Tag Archives: birthday

Half a Century

Friday is my 50th birthday. No idea how that’s actually possible, but it is. I’ve probably lived through two lifetimes worth of experience during my time on this rock, and at the risk of being a corny cliche, I want to share a little of the wisdom I’ve earned along the way.

Most importantly, the people I know with the greatest material wealth are also the most miserable. Nothing ever fulfills them. There’s always a shinier trinket somewhere that someone else has. There’s always a need for more of this or that. Conversely, the happiest people I know don’t necessarily have much money. Their basic needs are met, of course, but they find contentment in life itself: helping others, enjoying a hobby, bonding with friends and family, and being grateful for the blessings they do have.

The second most important thing I’ve learned is that karma is real. It might grind slowly, and it might not always be public, but eventually, you will reap the seeds you have sown.

The third most important thing is that your family is comprised of the people who stand by you through it all. Blood has little to do with it. Cherish the people who have your back. Cherish the ones who love you unconditionally. Cherish the ones who accept you as you. Cherish them because they are rare and precious.

Finally, for the sake of this post anyway, take the chance to follow your dreams. For all intents and purposes, my writing career was a failure. I’ve lost far more money than I ever made from it. I never won any awards and never sustained the small successes I did achieve. But I regret none of it. I had a dream and chased it, sacrificed for it, and gave everything I had in me to make it come to life. Even though I didn’t make it, there’s a deep sense of satisfaction in the pursuit. I had the balls to put myself out there and the ability to complete a pretty good fantasy series. No one can ever take those two things from me. So if you have a dream, say forming a business or getting a degree or starting a rock band, go for it. Even if you fail, you will know the satisfaction of having been in the arena.

That’s all for now. Happy Thanksgiving to everyone who celebrates. Hopefully I still have a few years to kick around this rock.

Thursday Morning Ramblings – 9/5/2019

Today is my youngest son’s 13th birthday. I have a hard time believing that much time has passed, but it’s true. He’s a wickedly smart kid, who has completely taught himself more about computers than I can fathom. Once upon a time, I built one from scratch to put that in perspective.

He also marches to his own beat, unapologetically so, and could not care less what you or anyone else thinks about him. He’s observant and perceptive, has a poet’s soul, and possesses a scathing wit. He reminds me of a better version of myself, and I hope he finds his way in this world more easily than I have.

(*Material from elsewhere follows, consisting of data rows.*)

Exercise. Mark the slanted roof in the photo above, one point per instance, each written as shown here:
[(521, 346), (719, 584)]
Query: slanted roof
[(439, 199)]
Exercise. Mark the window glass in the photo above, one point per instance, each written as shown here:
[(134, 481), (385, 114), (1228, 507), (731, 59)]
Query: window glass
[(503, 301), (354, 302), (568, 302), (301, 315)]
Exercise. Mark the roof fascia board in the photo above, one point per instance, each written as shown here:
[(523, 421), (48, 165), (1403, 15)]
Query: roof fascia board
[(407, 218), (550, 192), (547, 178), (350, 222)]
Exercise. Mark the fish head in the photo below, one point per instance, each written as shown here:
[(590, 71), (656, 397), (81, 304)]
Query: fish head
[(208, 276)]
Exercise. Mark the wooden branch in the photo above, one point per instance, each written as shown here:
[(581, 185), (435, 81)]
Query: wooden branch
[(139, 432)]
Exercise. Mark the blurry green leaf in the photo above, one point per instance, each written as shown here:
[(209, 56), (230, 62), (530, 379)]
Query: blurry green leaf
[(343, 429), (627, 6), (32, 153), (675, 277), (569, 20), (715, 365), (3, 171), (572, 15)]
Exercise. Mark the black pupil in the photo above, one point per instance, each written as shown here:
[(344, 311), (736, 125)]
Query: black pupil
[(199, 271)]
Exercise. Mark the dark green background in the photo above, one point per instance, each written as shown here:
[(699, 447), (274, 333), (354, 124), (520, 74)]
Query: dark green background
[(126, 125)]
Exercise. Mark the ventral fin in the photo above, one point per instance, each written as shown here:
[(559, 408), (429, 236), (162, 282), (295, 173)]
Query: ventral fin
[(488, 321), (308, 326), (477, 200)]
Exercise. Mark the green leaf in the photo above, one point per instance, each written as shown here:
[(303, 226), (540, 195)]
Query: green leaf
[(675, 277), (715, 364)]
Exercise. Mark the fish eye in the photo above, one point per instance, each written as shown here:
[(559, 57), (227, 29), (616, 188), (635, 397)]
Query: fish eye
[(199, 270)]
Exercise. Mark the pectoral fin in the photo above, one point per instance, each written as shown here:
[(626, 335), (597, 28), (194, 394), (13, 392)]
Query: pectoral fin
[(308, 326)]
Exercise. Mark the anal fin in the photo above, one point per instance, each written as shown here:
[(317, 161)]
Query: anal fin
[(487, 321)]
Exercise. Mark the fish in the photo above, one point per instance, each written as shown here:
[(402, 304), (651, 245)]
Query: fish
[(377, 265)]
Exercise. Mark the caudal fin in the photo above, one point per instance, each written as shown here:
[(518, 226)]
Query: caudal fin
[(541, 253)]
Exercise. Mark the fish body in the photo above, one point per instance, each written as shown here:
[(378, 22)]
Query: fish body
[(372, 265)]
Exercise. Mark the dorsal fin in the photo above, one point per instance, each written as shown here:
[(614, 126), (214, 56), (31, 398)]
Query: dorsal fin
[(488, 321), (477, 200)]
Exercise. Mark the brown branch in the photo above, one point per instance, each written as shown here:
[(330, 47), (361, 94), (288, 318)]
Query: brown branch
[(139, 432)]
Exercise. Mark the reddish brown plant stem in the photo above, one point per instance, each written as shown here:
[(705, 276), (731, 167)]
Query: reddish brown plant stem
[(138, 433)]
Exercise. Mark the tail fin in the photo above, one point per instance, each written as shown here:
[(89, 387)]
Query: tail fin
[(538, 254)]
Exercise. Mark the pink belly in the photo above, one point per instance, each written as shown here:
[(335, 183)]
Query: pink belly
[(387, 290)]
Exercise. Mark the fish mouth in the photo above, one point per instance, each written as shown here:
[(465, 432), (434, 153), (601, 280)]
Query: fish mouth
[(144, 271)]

Happy birthday, son. Your dad loves you more than all the sand on all the beaches on all the world.

That’s all for now.

Wednesday Morning Ramblings


Today, my youngest son turns six.  In some ways, those six years seem like a fraction of a second.  In others, they could be from a different lifetime.  Finn is an incredible child — scary bright, perceptive, strong as an ox, sweet, mischievous, and shy.  I call him my clone because he looks so much like me, especially when I was that age.  Sometimes, when I look at him, it’s like looking in the mirror 34 years ago.  He also acts a lot like me, stubborn, headstrong, and independent.  Whenever I allow myself to think about how he’ll be in 10 years, I honestly get a little scared because I’m certain he’ll be as curious about the world as I was.

Every father should have a son who looks at him the way Finn looks at me.  It’s pure, unconditional adoration, and it melts me every single time.  Collin loves me, but whenever he looks at me, there’s an element of hurt and anger in his eyes because of the scars left by the divorce.  Finn was too little to remember much from that time, so he doesn’t carry the same wounds. All he knows of me is the man who calls several nights a week, the guy who gets them a couple of times a year and showers them with attention, and the daddy who sings him to sleep every night he’s with me.  I know the day will come when he no longer looks at me like that and no longer wants me to sing; I’ve already gone through that with Collin.  Honestly, it will be a hard day, but for now, he enjoys being my youngest child and soaks up the attention.

Finn and I didn’t bond right away.  I was working two jobs and barely saw him for the first year of his life.  Back then, because Collin and I had bonded immediately, I felt tremendous guilt for not having that same connection with my baby boy.  Then, during one of first times they stayed with me just the three of us, it happened.  I had a porch swing and would rock him to sleep each night.  I felt the moment we bonded as clearly as I had with Collin.  We were on the swing, swaying back and forth, me singing about the tenth song to him as he fought sleep.  He buried his head into my chest and wrapped his arms around my neck and shoulder.  He pressed against me as hard as he could, and in that moment, we became father and son.

No amount of time is ever enough with my boys, and nothing will give us back what we’ve lost, but nothing will ever break the bonds we’ve formed, either.  Finn proves that to me every time he’s with me.  Despite having lived the majority of his life outside of my home and barely spending any time with me in person, he loves me deeply and knows I love him.  He’s an amazing child with unbelievable potential, and I couldn’t be prouder of him.  One day, he will accomplish great things.  I love you, my son.  Happy birthday.